Note that the edit link provides the Atom Feed link to the media entry, and the edit-media link provides the media repository link to the media entry. Use these links to get and delete media.

A special convention has been implemented to allow the media collection implementation to return properties in the response header. The summary element of the Entry returned may contain a set of key=value properties separated via commas. For example, in order to provide return Content-Type and Content-Length values in the response header, one can created this text in the postMedia Entry summary element: Content-Type=image/jpg,Content-Length=21642.
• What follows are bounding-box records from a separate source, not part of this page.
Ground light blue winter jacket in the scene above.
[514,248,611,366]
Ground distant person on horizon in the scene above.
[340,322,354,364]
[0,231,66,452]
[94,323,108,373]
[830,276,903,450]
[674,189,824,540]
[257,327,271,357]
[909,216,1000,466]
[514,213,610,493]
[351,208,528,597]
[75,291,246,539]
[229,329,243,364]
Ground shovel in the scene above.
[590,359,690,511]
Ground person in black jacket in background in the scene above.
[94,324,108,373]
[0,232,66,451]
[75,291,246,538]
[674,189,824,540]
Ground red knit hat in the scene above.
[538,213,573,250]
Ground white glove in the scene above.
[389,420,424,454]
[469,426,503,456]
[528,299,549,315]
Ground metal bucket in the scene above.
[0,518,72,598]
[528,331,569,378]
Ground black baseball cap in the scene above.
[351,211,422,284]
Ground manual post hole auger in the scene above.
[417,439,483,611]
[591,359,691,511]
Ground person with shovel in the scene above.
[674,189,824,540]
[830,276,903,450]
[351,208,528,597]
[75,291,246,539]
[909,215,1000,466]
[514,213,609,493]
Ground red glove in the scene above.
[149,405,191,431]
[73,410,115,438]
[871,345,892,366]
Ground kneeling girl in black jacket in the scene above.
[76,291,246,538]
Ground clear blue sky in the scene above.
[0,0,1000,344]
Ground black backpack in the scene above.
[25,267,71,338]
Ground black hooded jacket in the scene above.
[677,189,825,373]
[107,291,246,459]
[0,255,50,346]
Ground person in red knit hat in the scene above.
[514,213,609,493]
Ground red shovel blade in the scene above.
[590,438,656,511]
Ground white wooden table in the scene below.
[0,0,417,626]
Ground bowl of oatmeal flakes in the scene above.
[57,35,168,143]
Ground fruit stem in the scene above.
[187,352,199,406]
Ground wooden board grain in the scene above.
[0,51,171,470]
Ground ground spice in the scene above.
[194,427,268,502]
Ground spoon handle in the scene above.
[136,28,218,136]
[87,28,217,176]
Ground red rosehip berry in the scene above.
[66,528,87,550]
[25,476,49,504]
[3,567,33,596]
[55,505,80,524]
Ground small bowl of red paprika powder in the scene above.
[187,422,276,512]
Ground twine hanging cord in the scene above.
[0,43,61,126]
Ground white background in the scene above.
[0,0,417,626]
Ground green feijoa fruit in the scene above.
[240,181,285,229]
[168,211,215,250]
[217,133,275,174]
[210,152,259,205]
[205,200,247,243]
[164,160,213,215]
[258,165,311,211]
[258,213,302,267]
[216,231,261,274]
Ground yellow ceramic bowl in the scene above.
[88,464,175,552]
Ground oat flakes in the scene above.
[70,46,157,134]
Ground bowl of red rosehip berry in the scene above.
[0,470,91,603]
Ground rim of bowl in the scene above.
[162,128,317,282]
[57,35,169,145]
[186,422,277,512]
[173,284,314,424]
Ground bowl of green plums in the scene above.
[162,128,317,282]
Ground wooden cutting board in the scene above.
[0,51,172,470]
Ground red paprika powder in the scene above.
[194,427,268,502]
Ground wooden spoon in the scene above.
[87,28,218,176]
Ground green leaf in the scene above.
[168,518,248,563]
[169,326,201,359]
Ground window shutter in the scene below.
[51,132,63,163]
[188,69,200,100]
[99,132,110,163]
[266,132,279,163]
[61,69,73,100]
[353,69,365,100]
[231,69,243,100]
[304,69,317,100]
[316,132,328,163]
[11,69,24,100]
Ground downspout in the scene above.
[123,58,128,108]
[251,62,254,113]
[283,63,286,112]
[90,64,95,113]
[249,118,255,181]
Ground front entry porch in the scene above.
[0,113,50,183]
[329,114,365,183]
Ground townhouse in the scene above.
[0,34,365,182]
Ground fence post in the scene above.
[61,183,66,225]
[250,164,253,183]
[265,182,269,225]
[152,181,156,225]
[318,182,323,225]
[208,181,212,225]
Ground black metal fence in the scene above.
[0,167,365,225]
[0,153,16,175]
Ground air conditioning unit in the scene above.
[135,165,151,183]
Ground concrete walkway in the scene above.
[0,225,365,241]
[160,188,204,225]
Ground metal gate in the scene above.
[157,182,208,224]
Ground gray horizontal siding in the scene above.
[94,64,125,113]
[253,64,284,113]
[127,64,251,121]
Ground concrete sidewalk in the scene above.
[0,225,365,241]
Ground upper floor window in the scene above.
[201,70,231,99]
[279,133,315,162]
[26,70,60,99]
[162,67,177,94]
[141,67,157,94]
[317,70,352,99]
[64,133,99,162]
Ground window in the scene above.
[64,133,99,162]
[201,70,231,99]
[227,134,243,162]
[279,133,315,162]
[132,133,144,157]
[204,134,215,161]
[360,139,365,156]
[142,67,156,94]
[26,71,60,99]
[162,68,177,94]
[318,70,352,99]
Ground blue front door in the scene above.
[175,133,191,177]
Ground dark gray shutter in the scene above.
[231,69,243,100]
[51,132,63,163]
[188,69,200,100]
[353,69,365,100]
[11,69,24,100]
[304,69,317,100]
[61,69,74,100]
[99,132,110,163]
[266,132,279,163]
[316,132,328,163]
The putMedia method acts in much the same way, but the URI to the item should contain an ID to the media being updated. For instance, if the usual post and get feed URI is http://localhost:8084/receipt, then to update the media given above one would put to the URI http://localhost:8084/receipt/urn:uuid:1225c695-cfb8-4ebb-aaaa-80da344efa6a. Here is an example of a put request:

PUT /edit/urn:uuid:1225c695-cfb8-4ebb-aaaa-80da344efa6a HTTP/1.1
Host: media.example.org
Content-Type: image/png
Authorization: Basic ZGFmZnk6c2VjZXJldA==
Content-Length: nnn 
...binary data...

After the above put request, the Atom binding will invoke the media collection implementation putMedia method. The media collection should update the media if the ID exists (and a 200 OK status code will return), or the media collection should throw a NotFoundException if the ID does not exist (and a 404 not found status code will return).

The above scenarios are documents in the MediaCollectionTestCase unit test case in the binding-atom-abdera module in the Tuscany code base.

Security on Sensitive Commands (Delete,DeleteAll,etc.)

This item implemened by TUSCANY-2569.